I (29F) was dating a guy (38M) for about a month (we met on Tinder) We met with the intention of finding a serious relationship. On paper, things seemed aligned — similar income, and I’m in tech with strong growth potential, while his career is more stable/plateaued.

On our first date, he told me he was divorced (married only 6 months, and according to him it was entirely his ex-wife’s fault). During the date, he was very touchy, which made me slightly uncomfortable, but I tried to give him a chance because he also seemed caring.

After that, he would text me constantly — daily good morning texts, lots of attention. We ended up seeing each other about 10 times in a month. But looking back, most of the time I was the one initiating plans, and our dates were usually just hanging out at his place or mine, going to the gym, and only once to a museum.

He would often say he liked me and saw a future with me.

At some point I told him I’d like to go out more instead of always staying in. He immediately got defensive and said I was asking for too much. He told me if I expected proper dates that cost money, I should “go find a rich guy” — which confused me because I actually make as much or more than him.

When I tried to explain, he didn’t believe me.

He also said things like:

his exes were “very beautiful” but “beautiful women are unreliable”

if I gained 20 lbs, he wouldn’t date me

constantly calling me “tiny” and “sweet” while referring to himself as “the boss” “the big bear”

He also body-shamed other women a lot, and even said his female coworkers probably want sugar daddies.

At the time, I felt uneasy but couldn’t fully explain why. Now looking back, I feel like I was being gaslit and subtly put down. But because he was sweet in person and texted me every day, I still got attached.

Recently I told him I’m not okay with how he sees me. He hasn’t replied since.

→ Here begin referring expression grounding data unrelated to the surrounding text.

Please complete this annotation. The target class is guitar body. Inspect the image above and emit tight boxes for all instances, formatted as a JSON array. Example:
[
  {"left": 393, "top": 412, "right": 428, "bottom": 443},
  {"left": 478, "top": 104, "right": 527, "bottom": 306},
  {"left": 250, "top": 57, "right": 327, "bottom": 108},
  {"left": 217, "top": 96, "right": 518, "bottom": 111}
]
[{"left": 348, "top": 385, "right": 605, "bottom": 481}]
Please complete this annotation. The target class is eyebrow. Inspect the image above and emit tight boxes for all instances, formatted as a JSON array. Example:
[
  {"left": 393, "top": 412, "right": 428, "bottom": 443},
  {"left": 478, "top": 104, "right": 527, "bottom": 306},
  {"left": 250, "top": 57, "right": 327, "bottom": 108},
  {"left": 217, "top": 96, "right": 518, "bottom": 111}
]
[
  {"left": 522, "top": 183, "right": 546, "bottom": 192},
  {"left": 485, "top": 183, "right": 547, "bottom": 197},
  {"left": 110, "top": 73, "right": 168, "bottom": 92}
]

Now I’m sitting here feeling both:

like he was manipulating me the whole time

and also strangely sad and attached

How do I actually move on from this emotionally?

TL;DR:

Dated a 38M for a month who said he wanted something serious but put in minimal effort (mostly staying in, I initiated most dates). He was affectionate and texted daily, but also made comments about money, appearance, and “beautiful women being unreliable,” which now feel like subtle put-downs. I got attached to the attention, but when I finally spoke up about how he treated me, he disappeared. Now I know it wasn’t healthy, but I’m struggling to detach emotionally.